All of this talk about In-Yer-Face theatre got me to thinking. To generalize an entire genre without reading or seeing much of it seems a bit risky, and so I'll ask you all to look past the Sierz book (although it is a good resource to complement the experience). The shock tactics that got people up in arms have now taken on their own energy, separated from the plays that birthed them. It seems dangerous to give fragments such a power of their own. Go back to Bond's Saved and Brenton's the Romans in Britain. All you hear about these works centers on one of their respective scenes: the baby in the carriage, and the soldiers raping the young man, right? Read the damn plays, and you might realize that these scenes are not necessarily the most brutal statements within them, nor are the plays themselves necessarily brutal. But the acknowledgement of violence and obscenity are integral.

Edward Bond explains: "Violence shapes and obsesses our society, and if we do not stop being violent we have no future. People who do not want writers to write about violence want to stop them writing about us and our time. It would be immoral not to write about violence."

And Bond himself refers to Saved as a work of incredible, hopeless optimism.

Sarah Kane? A Romantic at heart.

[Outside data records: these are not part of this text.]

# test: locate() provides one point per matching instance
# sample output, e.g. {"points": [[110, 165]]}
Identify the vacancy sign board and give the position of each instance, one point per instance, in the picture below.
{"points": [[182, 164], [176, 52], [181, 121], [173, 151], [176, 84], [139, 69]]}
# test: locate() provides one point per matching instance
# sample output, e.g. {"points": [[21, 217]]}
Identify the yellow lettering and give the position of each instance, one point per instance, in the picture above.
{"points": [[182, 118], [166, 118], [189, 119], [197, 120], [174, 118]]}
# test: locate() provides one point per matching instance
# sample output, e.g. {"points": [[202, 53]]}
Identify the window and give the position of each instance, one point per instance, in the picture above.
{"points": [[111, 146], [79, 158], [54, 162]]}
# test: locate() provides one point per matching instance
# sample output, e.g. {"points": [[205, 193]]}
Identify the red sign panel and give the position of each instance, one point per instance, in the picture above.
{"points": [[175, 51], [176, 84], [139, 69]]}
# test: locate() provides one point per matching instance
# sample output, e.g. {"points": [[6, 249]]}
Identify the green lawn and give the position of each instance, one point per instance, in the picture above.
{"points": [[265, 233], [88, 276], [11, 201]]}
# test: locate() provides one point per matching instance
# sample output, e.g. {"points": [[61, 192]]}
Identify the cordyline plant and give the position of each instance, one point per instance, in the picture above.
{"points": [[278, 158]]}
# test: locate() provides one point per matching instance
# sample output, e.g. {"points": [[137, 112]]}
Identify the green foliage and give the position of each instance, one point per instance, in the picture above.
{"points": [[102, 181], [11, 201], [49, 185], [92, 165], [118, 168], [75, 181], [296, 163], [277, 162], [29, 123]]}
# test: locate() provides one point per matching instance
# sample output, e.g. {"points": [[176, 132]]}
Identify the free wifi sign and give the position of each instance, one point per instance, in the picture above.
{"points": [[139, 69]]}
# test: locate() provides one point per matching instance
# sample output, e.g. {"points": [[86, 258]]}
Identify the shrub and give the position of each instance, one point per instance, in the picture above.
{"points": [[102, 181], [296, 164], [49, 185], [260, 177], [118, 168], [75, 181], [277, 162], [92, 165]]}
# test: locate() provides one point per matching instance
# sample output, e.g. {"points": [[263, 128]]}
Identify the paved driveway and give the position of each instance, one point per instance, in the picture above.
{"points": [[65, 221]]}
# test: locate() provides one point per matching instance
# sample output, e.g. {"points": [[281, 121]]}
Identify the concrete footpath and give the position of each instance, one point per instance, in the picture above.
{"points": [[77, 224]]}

Look at the final line of Blasted, where a simple "Thank you" is proof of the extreme humanity at the source of the entire affair, all babies eaten and rapes aside.

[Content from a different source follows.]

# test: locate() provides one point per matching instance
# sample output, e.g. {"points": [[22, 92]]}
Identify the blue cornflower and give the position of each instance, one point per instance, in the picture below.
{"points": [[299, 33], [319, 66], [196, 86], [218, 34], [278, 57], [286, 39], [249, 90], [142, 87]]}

These aren't all plays constructed to capitalize on shock and disgust. It isn't just violence for the sake of violence. Not every contemporary playwright is trying to be purposefully provocative; sometimes they actually mean what they are writing. These are elements of our experience, honestly and truthfully depicted with nothing held back, and carefully brought into focus.

*****

At the tiny Gate theatre in Notting Hill, you will find a heartfelt and resonant production of Strindberg's last play, The Great Highway. Rare productions like this will get any dramaturg in a state of excitement. Oddly enough, this was my first station drama, and its status as such intimidated me...that is, until the production unfolded. The traditional stations were replaced by a staggered and overlapping system of gigantic photographs, the images lost to almost all of them and the corners curled with age, and it is here the action unfolds. The proximity of actors to audience in this tiny black box made it strangely and hauntingly accessible. The text itself ebbs and flows with Strindberg's poetry and prose, made immediate by the remarkable lead. We follow this man on his journey through memory, and are rewarded by the things he meets along the way, even unto himself at the close. It is a long play, but an investment in art and classic means that we should be careful not to lose sight of in the theatre we make today.

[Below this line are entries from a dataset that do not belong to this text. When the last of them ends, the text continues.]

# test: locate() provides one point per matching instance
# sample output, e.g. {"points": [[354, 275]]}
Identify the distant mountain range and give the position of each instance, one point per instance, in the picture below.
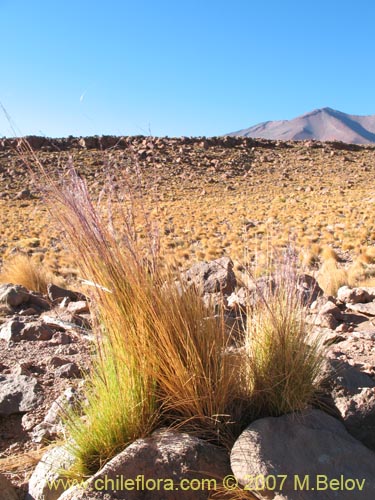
{"points": [[323, 124]]}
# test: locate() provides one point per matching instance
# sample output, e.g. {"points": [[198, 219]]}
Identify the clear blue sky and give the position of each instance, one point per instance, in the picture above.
{"points": [[176, 68]]}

The Great Highway continues through March 4 at the Gate Theatre.

3 Comments:

Blogger Justin Kownacki said...

I suppose we can't stop people from isolating sections of art from their respective contexts, though. Much the same as a flower is a flower whether in a garden, a bouquet or a solitary vase, a rape is a rape whether as one of hundreds of actions in a drama, as the central conceit of a one-act, or as a contextless action meant to disrupt a captive audience. Artists who don't choose to couch their work within a context see the brutal emotional impact of an image or a word, positive or negative, and cling to that emotion without realizing that it's powerless to affect us without a context in the first place.

Everyone brings their own context to a work. Unleashing a stream of profanity or a depiction of violence upon an unsuspecting audience will at least generate a visceral reaction because, when denied a fictitious and allegorical context to process the images and words through, the audience falls back on the one context all artists can rely on their audiences to provide independently: experience. Thus, the artist with nothing (or comparatively little) to say can sleep assured in the knowledge that he or she was able to provoke a monkey into mimicking its own past and pass it off as a profound connection of the human spirit.

Do we stop making violent plays? Only when we stop making violence. Agreed.

2:15 AM  
Blogger MattJ said...

Nice post, thanks Annie. It's very difficult to believe that those playwrights and theatre artists who portray the most violence do so to promote it (nor, likely, just to make money like in Hollywood). But someone needed to articulate that, cheers.

12:43 PM  
Blogger Scott Walters said...

Annie, you missed my point, which was not about the playwrights, but about Sierz's description of the new "style." I purposely did not address the plays themselves. I think "Saved" is a brilliant play, as is (to a lesser extent) "Romans in Britain." They used violence for a purpose. Sierz's gleeful description is juvenile, and that is what I was reacting to.